Roy was under the complex pressure of conflicting importunities. Such dilemmas were necessarily resolved by satisfying nobody, if not damaging everybody.
God damn you Grandys,
he could say only in fantasy.

In reality he caved in favor of Sam, who after all lay in a hospital bed with a faulty heart. Sam's wife had just become manager of a bank.

“Drive it on loan for a while, Kristin. See how you like it. No”—he was going to say “strings,” but the word was incongruous in this context—“no obligation. I mean, it's among friends. Oh, and congratulations!”

“Thank you. The present manager is retiring, and—”

“They offered it to me,” was Sam's jest, “but I got stuck here.” He then made amends for the interruption. “Ain't she something? Fact is, she had to fight like hell for the job. She's a tough customer. Don't fall for the modest act.”

“Please shut up, Sam,” said Kristin. “Roy shouldn't have to listen to the hustle, close as he is to us.”

Roy was moved by the statement, but he addressed Sam. “So get out of here soon, will you? We've got some celebrating to do: Kristin's promotion and of course your recovery.

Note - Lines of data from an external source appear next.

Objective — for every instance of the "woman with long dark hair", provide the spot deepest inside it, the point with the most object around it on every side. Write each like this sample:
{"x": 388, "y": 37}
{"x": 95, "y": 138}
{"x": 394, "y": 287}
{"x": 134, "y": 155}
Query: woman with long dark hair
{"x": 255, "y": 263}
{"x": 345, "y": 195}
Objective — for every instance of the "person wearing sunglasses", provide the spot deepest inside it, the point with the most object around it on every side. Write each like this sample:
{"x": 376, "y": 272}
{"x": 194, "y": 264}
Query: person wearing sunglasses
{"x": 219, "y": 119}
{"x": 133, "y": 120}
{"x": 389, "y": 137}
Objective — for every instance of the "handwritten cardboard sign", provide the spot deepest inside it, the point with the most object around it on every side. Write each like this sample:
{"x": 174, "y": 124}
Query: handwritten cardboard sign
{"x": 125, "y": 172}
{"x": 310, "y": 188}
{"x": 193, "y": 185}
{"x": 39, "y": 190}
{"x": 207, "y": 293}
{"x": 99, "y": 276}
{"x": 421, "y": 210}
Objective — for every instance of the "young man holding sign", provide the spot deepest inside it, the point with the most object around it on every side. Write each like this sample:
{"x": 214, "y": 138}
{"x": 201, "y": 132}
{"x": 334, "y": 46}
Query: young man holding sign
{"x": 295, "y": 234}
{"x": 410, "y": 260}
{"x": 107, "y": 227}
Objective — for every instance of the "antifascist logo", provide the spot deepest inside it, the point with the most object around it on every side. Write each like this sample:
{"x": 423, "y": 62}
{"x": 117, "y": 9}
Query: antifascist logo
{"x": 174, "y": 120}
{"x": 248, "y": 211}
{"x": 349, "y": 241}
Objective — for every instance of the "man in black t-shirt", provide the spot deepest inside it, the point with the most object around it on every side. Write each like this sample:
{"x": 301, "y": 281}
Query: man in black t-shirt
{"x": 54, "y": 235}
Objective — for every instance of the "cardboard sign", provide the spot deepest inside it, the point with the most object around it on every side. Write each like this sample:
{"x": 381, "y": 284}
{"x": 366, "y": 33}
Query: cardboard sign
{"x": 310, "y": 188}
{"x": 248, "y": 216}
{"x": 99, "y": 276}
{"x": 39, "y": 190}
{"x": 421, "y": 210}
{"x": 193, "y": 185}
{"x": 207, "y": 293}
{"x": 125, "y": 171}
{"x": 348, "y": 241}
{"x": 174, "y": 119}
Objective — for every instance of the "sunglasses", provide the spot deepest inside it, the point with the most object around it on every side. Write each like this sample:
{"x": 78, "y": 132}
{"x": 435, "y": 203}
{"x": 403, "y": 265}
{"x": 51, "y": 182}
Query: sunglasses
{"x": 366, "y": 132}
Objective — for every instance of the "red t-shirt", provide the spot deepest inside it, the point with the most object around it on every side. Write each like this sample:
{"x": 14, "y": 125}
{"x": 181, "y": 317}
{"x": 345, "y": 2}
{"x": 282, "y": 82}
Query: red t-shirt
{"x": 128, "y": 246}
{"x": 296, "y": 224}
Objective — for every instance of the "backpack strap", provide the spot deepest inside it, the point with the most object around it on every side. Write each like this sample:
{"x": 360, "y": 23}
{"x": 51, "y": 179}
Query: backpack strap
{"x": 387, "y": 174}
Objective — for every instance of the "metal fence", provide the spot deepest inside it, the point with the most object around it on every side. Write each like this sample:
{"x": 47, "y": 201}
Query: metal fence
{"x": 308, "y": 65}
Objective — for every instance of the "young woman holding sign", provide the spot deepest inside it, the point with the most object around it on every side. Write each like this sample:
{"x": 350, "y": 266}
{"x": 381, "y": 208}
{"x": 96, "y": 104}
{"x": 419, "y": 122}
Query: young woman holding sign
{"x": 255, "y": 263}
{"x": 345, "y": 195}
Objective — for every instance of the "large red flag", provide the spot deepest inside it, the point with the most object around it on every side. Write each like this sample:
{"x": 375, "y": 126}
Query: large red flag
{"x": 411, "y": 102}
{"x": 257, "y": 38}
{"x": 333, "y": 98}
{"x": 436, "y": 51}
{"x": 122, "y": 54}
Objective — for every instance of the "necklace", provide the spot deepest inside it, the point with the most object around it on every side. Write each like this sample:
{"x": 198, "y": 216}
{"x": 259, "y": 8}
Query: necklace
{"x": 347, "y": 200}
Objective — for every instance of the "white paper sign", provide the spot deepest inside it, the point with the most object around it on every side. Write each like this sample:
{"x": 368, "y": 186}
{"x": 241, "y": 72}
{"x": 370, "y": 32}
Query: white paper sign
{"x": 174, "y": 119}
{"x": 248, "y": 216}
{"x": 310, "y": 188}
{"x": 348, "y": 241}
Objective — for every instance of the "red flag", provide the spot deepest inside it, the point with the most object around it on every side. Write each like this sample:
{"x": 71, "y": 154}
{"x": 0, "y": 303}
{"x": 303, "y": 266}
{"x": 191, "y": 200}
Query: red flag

My own sole accomplishment is keeping your friendship.” For the last few words he turned to include Kristin.

“We'll go in the Rolls,” said Sam. “I'll serve as chauffeur. I'll get me a black cap. You quality folk can drink in back, from the built-in bar.”

Kristin rose in one fluid movement, without pushing the chair away.

“You just got here.” Sam's triumphant tone had turned instantly to the plaintive.

“I'm only going to the bathroom.”

When she had closed the door, Sam told Roy, in a lowered voice, “Talk her into taking the Rolls. She'll resist, but I know she'll like it. And thanks for offering to lend it to us. I really couldn't do it otherwise.”